Il entame alors une liaison avec Lucien, de sept ans son cadet, et s’éloigne de Reynaldo, tout en conservant un droit de regard sur leur relation. Or, les rumeurs de l’idylle entre Lucien et Marcel parviennent aux oreilles de Jean Lorrain, célèbre critique littéraire, romancier, dramaturge, qui s’en fait l’écho dans sa chronique très lue et fort redoutée du Journal. Lorrain est l’une des figures les plus hautes en couleurs du Paris de cette époque. Outrageusement maquillé, éthéromane, il affiche son homosexualité et son goût pour la décadence tout en étant l’ami et confident de nombreuses célébrités. Proust provoque Lorrain en duel et la rencontre a lieu au bois de Meudon, le 5 février 1897, un échange courtois de tirs sans égratignure à vingt-cinq pas de distance, et le comble de l’hypocrisie puisque les intervenants, tous deux invertis, se battent au nom d’une morale qu’ils défient. Après cet incident tragi-comique, qui intensifie les commérages, Jean Lorrain s’installe à Nice et poursuit son œuvre de romancier. Son roman le plus célèbre, Monsieur de Phocas, est publié en 1901. Même si les deux écrivains se partagent de nombreux amis, dont Edmond de Polignac, Marcel Proust continue à détester son ancien adversaire et associe Nice à l’homosexualité triomphante et la dépravation de Lorrain. 

 

Rien d’étonnant à ce que Proust fasse naître Odette de Crécy à Nice. Alors qu’elle est adolescente, sa mère la vend à un Anglais. Perdant son innocence mais non son sens pratique, couronnée Miss Sacripant, elle monte à Paris pour y monnayer ses charmes. De la «dame en rose» qui rend visite à l’oncle Adolphe, elle convole en justes noces avec un vieillard infirme le comte de Crécy, prend goût à la liberté, séduit Swann mais part en croisière sur le Nil avec le comte de Forcheville qu’elle épouse avant de devenir la maîtresse du Duc de Guermantes.

 

Proust n’est pas au terme de ses malheurs avec Lucien Daudet.

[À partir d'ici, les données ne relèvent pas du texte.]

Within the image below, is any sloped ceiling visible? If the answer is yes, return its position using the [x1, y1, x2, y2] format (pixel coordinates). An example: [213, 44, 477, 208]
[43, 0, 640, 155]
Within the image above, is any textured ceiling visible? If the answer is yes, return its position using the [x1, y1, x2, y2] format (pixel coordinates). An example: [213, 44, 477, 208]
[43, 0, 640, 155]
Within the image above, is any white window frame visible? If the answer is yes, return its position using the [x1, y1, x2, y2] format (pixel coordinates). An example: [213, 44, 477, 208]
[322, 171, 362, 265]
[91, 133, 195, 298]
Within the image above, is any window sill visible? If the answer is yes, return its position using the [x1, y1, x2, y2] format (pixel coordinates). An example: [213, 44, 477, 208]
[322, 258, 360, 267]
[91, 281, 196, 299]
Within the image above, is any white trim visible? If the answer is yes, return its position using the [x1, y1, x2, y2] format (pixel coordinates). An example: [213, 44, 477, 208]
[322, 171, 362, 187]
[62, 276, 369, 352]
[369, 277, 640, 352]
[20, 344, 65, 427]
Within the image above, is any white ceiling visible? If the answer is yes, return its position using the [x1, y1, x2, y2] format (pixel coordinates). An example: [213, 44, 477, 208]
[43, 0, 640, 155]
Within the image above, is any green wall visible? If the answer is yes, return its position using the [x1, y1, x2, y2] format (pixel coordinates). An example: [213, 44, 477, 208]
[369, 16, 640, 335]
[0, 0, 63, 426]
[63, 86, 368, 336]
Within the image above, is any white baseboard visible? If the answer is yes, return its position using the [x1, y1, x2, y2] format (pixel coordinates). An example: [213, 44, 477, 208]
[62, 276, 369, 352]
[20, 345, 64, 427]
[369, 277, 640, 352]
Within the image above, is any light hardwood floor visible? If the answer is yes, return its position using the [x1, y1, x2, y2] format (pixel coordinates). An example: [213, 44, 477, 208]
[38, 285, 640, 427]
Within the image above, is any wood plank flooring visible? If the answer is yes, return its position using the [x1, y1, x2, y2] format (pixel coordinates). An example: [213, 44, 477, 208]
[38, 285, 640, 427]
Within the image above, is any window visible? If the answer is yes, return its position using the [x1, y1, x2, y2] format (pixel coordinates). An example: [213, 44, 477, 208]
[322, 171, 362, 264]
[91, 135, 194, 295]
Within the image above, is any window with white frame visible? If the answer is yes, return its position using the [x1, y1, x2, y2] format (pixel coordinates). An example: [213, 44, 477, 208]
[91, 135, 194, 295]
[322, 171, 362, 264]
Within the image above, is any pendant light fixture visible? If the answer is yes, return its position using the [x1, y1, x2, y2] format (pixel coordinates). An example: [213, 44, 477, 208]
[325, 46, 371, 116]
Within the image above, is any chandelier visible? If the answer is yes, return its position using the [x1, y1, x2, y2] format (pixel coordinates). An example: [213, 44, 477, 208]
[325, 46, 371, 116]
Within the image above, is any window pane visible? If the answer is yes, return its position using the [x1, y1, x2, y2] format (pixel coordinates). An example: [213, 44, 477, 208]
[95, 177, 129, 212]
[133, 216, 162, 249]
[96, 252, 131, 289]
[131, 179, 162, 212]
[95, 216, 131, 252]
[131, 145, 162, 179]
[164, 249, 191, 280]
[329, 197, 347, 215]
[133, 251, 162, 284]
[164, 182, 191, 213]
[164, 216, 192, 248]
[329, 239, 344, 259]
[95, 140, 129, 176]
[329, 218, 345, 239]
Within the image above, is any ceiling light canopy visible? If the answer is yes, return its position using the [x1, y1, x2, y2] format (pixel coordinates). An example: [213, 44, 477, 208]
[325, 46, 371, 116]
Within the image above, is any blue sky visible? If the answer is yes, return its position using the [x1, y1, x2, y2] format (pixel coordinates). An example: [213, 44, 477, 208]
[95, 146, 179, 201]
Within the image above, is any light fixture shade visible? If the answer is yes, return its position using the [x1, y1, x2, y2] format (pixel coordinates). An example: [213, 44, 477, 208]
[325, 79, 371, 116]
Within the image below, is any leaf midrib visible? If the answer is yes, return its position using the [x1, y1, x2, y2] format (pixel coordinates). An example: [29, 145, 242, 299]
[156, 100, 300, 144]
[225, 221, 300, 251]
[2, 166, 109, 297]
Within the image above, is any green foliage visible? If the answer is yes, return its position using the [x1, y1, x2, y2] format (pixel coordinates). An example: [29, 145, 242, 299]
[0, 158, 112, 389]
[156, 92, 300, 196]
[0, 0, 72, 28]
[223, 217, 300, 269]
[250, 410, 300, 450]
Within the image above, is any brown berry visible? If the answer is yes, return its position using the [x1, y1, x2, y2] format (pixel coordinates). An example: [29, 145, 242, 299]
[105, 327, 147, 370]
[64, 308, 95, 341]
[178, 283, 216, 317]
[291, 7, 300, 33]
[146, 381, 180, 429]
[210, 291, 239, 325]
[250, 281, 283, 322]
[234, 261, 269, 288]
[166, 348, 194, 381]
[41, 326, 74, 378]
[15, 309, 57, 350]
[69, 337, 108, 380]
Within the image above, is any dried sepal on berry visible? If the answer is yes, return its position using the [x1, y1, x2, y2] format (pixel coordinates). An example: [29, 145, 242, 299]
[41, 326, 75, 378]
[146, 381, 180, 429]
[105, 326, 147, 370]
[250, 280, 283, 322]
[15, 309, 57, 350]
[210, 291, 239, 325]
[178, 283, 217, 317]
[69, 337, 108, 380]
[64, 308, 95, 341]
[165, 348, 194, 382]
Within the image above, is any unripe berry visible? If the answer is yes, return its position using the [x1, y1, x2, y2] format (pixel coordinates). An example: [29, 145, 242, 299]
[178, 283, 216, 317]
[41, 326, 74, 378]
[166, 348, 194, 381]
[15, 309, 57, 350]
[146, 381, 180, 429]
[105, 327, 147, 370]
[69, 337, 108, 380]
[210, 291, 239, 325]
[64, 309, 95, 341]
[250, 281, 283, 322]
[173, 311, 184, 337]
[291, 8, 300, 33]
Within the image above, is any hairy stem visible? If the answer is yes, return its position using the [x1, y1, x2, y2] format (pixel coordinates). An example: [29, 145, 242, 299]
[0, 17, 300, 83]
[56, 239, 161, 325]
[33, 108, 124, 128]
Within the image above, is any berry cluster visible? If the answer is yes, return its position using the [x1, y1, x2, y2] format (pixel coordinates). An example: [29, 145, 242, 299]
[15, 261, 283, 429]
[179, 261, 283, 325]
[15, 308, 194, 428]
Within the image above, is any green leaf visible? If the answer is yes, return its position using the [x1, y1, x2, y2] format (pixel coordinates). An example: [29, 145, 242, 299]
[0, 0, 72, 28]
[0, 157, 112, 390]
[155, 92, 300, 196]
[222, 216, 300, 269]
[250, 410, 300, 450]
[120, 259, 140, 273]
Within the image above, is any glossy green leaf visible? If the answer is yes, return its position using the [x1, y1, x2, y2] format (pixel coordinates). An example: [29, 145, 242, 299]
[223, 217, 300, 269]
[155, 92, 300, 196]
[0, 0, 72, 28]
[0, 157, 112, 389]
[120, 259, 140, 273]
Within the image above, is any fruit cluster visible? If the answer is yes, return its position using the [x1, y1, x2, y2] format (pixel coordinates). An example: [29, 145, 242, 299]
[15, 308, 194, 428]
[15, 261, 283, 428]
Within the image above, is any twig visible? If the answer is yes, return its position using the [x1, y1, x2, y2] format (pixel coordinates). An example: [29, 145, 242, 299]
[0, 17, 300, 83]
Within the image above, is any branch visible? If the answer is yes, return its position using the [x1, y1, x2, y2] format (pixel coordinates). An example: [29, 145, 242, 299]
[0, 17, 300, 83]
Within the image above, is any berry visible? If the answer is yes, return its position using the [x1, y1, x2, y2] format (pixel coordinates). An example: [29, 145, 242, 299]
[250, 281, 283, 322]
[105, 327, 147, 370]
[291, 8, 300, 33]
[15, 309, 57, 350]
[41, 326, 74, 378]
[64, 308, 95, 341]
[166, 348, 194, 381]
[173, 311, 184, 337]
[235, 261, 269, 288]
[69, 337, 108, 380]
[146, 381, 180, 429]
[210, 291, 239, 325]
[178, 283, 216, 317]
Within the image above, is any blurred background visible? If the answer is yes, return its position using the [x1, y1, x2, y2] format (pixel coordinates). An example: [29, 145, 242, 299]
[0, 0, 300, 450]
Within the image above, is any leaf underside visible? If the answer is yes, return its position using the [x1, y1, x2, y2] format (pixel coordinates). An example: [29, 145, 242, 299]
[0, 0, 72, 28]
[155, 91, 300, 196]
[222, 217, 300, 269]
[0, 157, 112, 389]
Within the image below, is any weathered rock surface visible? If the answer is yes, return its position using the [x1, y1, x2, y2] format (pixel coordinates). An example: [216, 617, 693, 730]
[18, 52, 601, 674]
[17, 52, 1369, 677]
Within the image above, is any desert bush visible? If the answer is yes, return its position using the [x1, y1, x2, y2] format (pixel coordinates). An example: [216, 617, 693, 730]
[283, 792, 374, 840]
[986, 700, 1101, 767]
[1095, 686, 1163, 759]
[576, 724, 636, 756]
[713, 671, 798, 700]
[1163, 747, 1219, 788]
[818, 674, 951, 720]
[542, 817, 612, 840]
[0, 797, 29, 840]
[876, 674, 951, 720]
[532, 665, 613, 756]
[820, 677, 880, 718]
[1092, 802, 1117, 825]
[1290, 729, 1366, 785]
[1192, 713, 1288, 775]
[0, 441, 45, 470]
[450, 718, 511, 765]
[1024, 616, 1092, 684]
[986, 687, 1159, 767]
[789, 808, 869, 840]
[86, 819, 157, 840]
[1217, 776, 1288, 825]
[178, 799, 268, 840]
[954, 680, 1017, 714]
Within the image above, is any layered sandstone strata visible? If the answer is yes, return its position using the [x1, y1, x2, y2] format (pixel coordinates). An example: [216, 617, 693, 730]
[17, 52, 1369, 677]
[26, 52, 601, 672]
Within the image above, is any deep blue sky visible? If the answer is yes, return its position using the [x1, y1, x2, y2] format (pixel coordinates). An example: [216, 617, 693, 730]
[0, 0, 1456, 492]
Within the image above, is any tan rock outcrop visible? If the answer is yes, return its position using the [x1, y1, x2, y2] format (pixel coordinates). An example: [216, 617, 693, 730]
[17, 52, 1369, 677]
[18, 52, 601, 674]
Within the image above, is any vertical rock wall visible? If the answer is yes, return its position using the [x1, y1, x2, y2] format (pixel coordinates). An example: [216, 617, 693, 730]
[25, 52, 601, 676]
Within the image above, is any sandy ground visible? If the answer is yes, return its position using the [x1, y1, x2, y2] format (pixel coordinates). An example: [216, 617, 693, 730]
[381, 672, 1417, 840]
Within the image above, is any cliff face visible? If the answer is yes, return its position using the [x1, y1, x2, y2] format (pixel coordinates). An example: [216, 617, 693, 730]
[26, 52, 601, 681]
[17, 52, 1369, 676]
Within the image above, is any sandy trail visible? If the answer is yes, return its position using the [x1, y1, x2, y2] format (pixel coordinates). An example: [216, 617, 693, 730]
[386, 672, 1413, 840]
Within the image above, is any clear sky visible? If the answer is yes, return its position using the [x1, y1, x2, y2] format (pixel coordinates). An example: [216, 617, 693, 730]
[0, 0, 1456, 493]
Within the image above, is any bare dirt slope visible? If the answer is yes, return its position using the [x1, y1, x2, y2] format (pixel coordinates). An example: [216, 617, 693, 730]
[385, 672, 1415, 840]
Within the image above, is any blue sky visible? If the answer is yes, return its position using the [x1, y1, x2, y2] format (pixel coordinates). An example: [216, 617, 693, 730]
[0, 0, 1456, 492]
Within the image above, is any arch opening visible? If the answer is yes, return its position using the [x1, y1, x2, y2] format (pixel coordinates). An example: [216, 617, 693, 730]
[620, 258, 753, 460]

Leur liaison, qui a duré dix-huit mois prend fin peu après le duel, mais ils continuent à se fréquenter de loin et à correspondre. Les lettres de Marcel témoignent de l’affection et de la tendresse un peu trop protectrice qu’il porte à son jeune ami, même si, lui écrit-il, il n’apparait pas sous la forme d’un personnage de La Recherche : « Vous êtes absent de ce livre. Vous faites trop partie de mon cœur pour que je puisse jamais vous peindre objectivement. Vous ne serez jamais un personnage, vous êtes la meilleure partie de l’auteur mais quand je pense que bien des années de ma vie ont été passées « du côté de chez Lucien », de la rue de Bellechasse, les mots de « Temps perdu » prennent pour moi des sons bien différents, bien tristes, bien beaux aussi. » 3 ***

Quand en 1913 parait "Du côté de chez Swann", Lucien est le premier à publier une critique fort élogieuse dans Le Figaro et c’est grâce à Léon, le frère aîné de Lucien, connu pour son antisémitisme virulent, que Proust obtient le Prix Goncourt, six ans plus tard. Entre temps, Lucien s’est épris d’un écrivain, de onze ans son cadet, un feu follet aux multiples talents, Jean Cocteau. Proust l’a rencontré vers 1908 et lui a fait une cour pressante. Après une phase de séduction initiale, Cocteau s’est dérobé, peut-être parce que Lucien l’a mis en garde : « Marcel est génial, mais c’est un insecte atroce ». 4****Dépité et jaloux de l’idylle entre les deux jeunes gens, Proust va se montrer redoutable.

 

Né à Paris en 1889, Cocteau est issu de la grande bourgeoisie. Couvé par sa mère, tout comme Proust, il est plus hardi que celui-ci et se sauve à quinze ans de chez lui pour rejoindre le port de Marseille – du moins s’en vante-t-il - où il s’acoquine avec des marins. Rentré au bercail, il publie ses premiers poèmes et devient la coqueluche du Tout-Paris. Grâce aux Daudet, il découvre les Ballets Russes, la célèbre compagnie dirigée par Serge Diaghilev, et propose sa collaboration. En 1912, il crée un ballet en un acte, "Le Dieu Bleu", que Reynaldo Hahn met en musique. Autant de couleuvres à avaler pour Proust qui reste dans l’ombre. Il est très affecté quand il apprend que Lucien et Jean ont fait une escapade sur la Côte d’Azur en 1911, puis un voyage en Afrique du Nord en 1912. Sans doute est-il touché par la campagne que mène Cocteau en faveur de son livre, quand parait le premier tome de "La Recherche" en 1913. Mais il n’en ressent pas moins de l’animosité qu’il va traduire en transposant Cocteau dans le personnage d’Octave. Celui-ci est un fils de famille prétentieux et détestable qui, par son entregent, devient un auteur dramatique reconnu. Toutefois, Proust continue à recevoir Cocteau et lui lit des passages de son œuvre mais ne supporte ni l’idée d’un rival, ni l’influence d’un autre écrivain sur Lucien, ni le succès de scandale que Cocteau obtient en 1917 avec le ballet Parade. Inutile de préciser que la relation entre Cocteau et Proust est houleuse ; c’est une « inimitié particulière » selon le mot de Claude Arnaud, attisée par les ragots, les mensonges et ce « monstre aux yeux verts », la jalousie.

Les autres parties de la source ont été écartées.